08 Nov 2018
The UK autumn budget 2018 announced a proposal to increase the surcharge on residential properties – that will be further be revised in January. Some foreign investors are finalizing deals before the implementation of new regulations and tax hikes on properties in England and Northern Ireland. Earlier, it was assumed the duties will increase by 3 percent, but, the proposed rate is lower as compared to previous expectations. Further, this has been taken as a controversial decision, at the time, when the market is already facing a number of issues.
This year most buying was need-based and the highest number of transactions took place in small and midsized homes that included a number of first-time buyers. The reason for the increase in the sale of small homes is that there exists a severe shortage of large-sized affordable homes in the country.
Stamp duty implications
The stamp duty is given on total value of the home, on the completion of a transaction.
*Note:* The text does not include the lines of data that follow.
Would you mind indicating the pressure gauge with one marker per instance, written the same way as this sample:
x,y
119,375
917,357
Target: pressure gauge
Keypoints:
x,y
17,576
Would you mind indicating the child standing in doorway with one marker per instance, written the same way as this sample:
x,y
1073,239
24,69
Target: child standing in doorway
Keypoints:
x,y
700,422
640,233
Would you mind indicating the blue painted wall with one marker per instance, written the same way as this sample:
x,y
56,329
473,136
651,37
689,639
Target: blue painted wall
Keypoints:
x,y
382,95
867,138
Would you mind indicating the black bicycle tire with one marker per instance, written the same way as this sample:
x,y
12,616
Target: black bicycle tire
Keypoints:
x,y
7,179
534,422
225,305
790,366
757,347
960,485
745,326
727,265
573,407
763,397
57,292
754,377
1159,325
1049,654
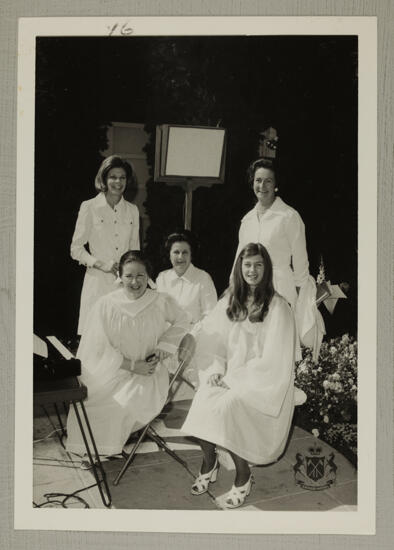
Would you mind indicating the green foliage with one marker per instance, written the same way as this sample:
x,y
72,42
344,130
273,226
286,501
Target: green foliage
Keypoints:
x,y
331,389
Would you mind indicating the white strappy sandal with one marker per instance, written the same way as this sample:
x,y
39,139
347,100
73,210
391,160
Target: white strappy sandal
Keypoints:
x,y
236,496
201,482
It was introduced on 1st April 2016 and appears as a barrier to the buyers, especially, those who already own one. Approximately, 3 percent of the tax applies, in case of first time ownership, even in conditions of inheritance, or, having an interest in a trust that owns it. It even applies to properties bought outside the country.
In 2017, first-time buyers were relieved from the duties for transaction below £500,000, but if the buyer already owns a property, or inherits one, he is liable to pay.
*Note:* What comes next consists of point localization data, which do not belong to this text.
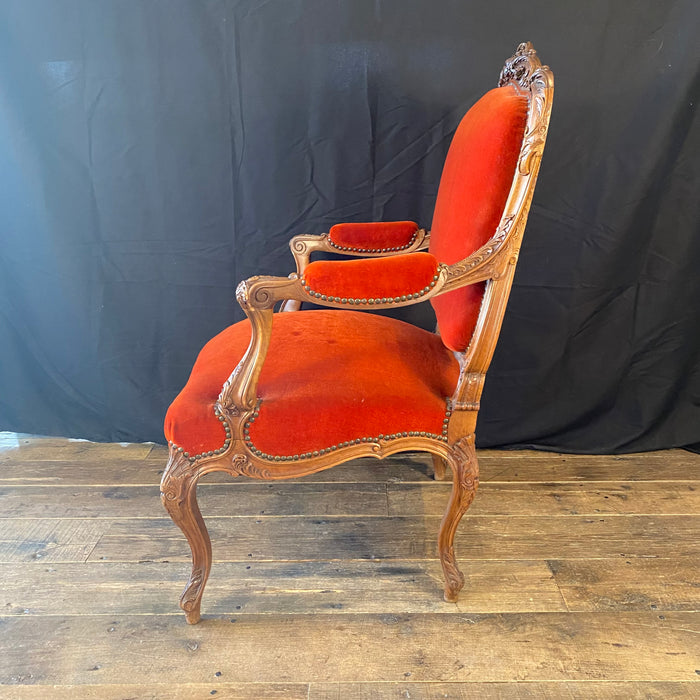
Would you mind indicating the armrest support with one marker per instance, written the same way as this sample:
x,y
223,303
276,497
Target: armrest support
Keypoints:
x,y
396,241
379,283
379,280
380,289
Foreign investors buying before tax policy changes
The rise in tax will increase oversea buyers’ operation costs in the region and this can be negative for the realty sector, the political and economic situation. It is also worried that it will reduce the inflow of overseas students into the country. However, a number of Asia based investors bought, or are concluding transactions, before the new taxes are approved. In the last few weeks, some of the wealthy buyers spent approximately £400 millions in central London, notwithstanding, there is an indication of a slowdown in the market.
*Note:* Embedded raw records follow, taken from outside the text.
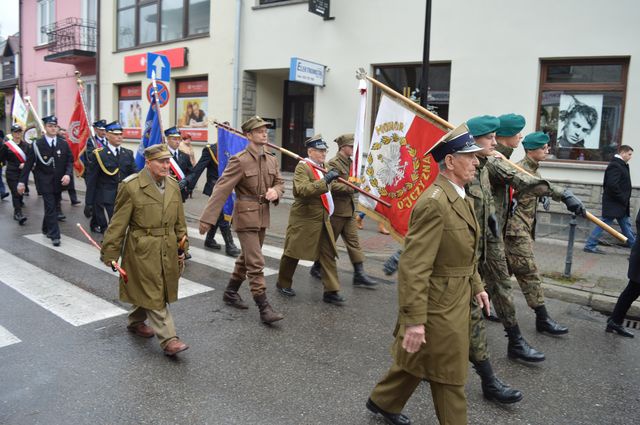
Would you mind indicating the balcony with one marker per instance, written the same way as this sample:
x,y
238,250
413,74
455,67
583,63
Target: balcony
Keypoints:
x,y
71,41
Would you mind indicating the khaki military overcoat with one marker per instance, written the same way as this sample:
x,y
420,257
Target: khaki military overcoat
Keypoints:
x,y
146,227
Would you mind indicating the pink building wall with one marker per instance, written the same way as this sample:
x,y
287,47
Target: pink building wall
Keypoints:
x,y
36,72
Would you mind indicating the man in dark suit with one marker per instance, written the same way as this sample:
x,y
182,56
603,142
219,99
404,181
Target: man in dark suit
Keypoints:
x,y
109,166
52,163
615,199
630,293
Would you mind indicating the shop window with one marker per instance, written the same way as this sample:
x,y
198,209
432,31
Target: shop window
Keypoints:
x,y
146,22
192,106
581,106
405,79
130,110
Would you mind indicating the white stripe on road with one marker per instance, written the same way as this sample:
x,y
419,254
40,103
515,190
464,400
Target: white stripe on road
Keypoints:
x,y
89,255
267,250
65,300
7,338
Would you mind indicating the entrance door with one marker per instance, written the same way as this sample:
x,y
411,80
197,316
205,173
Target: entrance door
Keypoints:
x,y
297,121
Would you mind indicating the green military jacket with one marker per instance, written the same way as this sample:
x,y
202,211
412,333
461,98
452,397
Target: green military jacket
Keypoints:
x,y
144,230
342,194
307,216
523,220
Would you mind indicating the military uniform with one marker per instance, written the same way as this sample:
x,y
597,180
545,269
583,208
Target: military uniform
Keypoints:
x,y
147,224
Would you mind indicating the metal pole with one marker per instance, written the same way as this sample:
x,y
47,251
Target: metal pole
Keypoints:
x,y
572,236
424,82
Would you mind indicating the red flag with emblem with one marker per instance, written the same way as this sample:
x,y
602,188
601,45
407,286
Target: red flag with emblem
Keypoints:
x,y
78,134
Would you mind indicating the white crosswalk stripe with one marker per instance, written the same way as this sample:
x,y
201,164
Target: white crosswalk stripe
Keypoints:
x,y
267,250
7,338
87,254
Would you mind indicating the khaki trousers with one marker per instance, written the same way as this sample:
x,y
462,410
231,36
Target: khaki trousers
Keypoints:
x,y
393,391
160,321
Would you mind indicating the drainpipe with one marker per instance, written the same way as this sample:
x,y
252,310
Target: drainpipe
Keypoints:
x,y
236,67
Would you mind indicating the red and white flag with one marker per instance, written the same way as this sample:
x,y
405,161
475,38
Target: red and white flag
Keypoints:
x,y
399,167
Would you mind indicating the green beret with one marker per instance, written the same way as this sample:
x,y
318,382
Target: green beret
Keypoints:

The overseas transactions included the £105 million penthouse apartment and flat, which were historically US embassy and Canadian High Commission, and were bought by Chinese buyers. A similar property was sold for £50 million - the penthouse overlooking the Queen’s Buckingham Palace to Chinese buyers.
Scope for properties to grow in 2019
The average house price growth in the UK may have reached the lowest since May 2013 but the outlook is still highly positive. The Nationwide figures find the year-on-year growth was 1.6 percent, where there exists a high scope for price gain, and activities to pick up in 2019 post Brexit. Such indications are supported by the Savills forecast that predicts the price will increase by 14.8 percent in the next five years.
Modest growth is expected in the South East and East of England in the range of 2 percent in London, whereas, North West and East Midland prices are expected to grow at an annual rate of 3 percent and West Midland, Scotland and Yorkshire rate is expected to be in the range of 2.5 percent.